Cet enseignement est la dixième feuille de la Liane Magique qui exauce tous les souhaits.

*Livre : La Liane Magique (Les Hauts Faits du Bodhisattva) aux Editions Padmakara.

Préface: 

Quand le Bouddha transmit les Jatakas ou « contes des vies antérieures », il est peu probable que son intention ait été de composer un récit à caractère historique.
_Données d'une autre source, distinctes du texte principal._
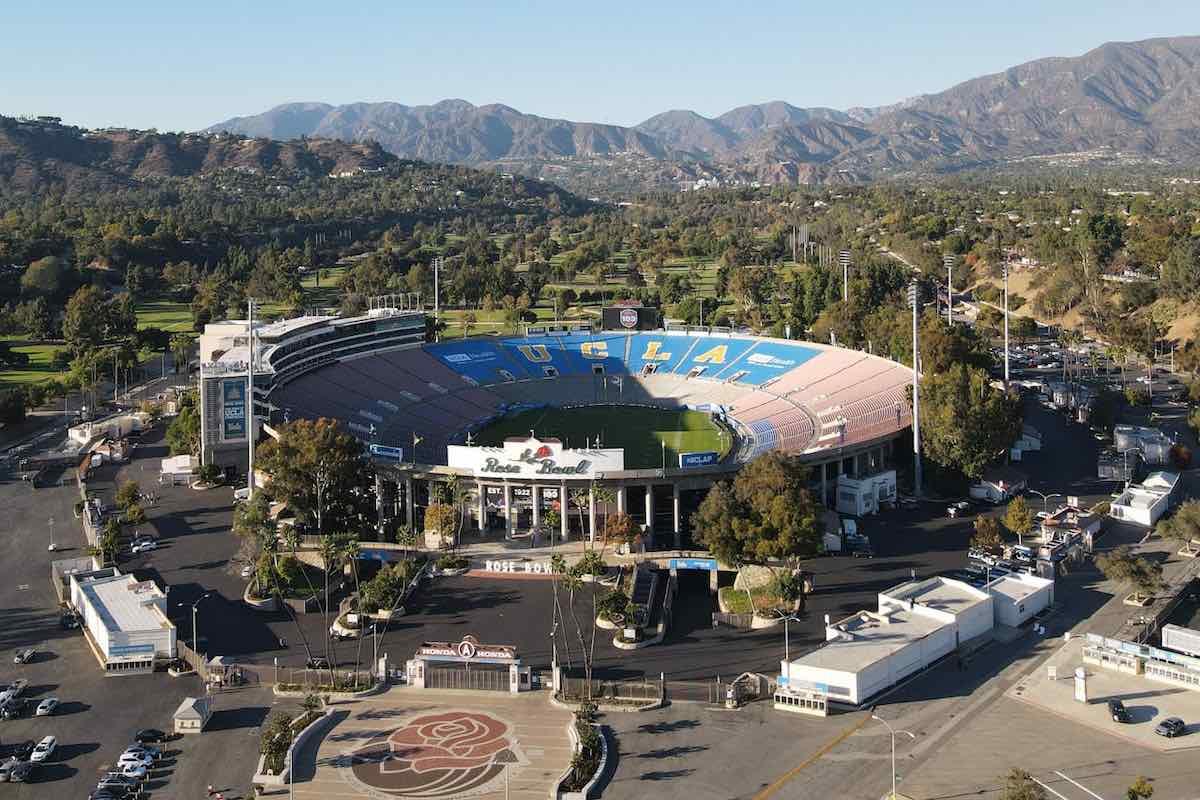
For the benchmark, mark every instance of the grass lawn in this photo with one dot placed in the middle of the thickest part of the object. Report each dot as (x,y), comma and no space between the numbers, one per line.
(40,368)
(166,314)
(737,601)
(637,431)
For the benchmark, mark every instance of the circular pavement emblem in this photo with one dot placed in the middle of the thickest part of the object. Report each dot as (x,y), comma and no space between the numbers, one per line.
(445,755)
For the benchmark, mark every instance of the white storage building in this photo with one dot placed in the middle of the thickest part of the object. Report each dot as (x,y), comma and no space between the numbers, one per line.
(125,619)
(1144,503)
(1018,596)
(916,625)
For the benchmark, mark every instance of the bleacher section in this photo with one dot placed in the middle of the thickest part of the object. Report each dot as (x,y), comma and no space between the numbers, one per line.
(780,395)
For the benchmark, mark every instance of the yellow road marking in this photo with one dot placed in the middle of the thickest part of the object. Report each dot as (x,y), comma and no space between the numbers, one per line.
(808,762)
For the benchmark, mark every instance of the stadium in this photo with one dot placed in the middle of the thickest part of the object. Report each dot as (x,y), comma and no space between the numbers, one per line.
(639,421)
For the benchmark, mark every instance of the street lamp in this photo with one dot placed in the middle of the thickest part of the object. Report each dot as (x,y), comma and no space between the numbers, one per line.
(893,732)
(787,656)
(195,635)
(1045,498)
(1125,455)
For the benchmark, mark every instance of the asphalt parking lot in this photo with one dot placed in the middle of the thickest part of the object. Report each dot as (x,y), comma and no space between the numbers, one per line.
(99,715)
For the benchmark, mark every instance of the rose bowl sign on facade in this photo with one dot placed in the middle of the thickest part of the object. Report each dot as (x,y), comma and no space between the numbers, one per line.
(537,458)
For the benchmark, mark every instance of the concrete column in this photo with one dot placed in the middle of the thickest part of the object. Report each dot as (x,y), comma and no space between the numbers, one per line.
(563,523)
(592,515)
(481,507)
(508,510)
(675,516)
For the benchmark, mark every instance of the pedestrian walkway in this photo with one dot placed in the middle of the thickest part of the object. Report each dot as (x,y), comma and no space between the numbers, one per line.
(442,745)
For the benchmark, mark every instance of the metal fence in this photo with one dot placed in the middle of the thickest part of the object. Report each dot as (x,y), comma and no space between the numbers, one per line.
(613,691)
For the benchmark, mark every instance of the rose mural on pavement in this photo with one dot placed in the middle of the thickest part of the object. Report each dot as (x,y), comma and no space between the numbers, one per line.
(444,755)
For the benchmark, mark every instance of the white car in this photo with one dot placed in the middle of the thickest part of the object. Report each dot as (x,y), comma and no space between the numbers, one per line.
(135,757)
(45,749)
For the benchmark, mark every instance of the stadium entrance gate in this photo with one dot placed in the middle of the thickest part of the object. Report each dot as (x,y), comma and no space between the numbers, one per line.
(468,665)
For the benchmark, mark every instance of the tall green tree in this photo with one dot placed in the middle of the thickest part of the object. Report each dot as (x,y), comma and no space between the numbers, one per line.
(965,421)
(317,459)
(766,512)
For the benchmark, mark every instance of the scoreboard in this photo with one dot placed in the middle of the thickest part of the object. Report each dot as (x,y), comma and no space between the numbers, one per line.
(630,318)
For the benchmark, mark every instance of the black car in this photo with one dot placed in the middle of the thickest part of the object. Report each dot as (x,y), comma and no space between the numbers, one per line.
(149,737)
(15,708)
(1171,727)
(22,751)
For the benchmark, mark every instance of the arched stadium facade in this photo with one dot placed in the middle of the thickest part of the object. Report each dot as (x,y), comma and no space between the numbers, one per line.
(419,405)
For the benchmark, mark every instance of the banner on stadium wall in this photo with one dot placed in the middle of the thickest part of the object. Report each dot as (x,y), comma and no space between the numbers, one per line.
(384,451)
(695,459)
(233,404)
(533,457)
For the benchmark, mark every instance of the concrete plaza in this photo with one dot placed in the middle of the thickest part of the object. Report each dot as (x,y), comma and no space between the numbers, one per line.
(441,744)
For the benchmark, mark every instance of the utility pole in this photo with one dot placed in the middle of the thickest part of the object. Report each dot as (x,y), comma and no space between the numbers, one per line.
(915,299)
(844,259)
(1006,325)
(250,404)
(437,296)
(948,260)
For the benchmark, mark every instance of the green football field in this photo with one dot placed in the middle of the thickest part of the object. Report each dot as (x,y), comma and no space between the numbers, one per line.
(640,432)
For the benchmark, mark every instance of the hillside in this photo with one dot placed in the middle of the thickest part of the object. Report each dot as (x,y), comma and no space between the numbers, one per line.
(1121,102)
(39,155)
En tout cas, ce n’est pas pour leur valeur d’archive que ces contes furent consignés par écrit et transmis pendant tant de siècles ; et quand nous les lisons aujourd’hui au XXIème siècle, ce n’est pas non plus en vue d’y rechercher des informations exactes sur des évènement et des faits avérés.

 


Si nous sommes amenés à lire, relire et méditer ces récits si nous acceptons que tout à la fois ils nous touchent, nous dérangent et nous émerveillent, c’est sans doute qu’en nos cœurs nous savons que le Bouddha nous les a transmis pour de tout autres raisons.

 

En effet, les Jatakas dépeignent comment les boddhisatvas au cours de longues séries d’existences viennent au monde sous toutes sortes de formes : animal, femme, homme, roi, pauvre, méchant ou saint. Tantôt piteux antihéros, tantôt personnage majestueux, le boddhisatva est avant tout un être qui suit un processus, un long cheminement.

 

(...) le but premier de ces histoires est de montrer que l’Eveil est possible ; il le fut au temps du Bouddha, il le reste aujourd’hui.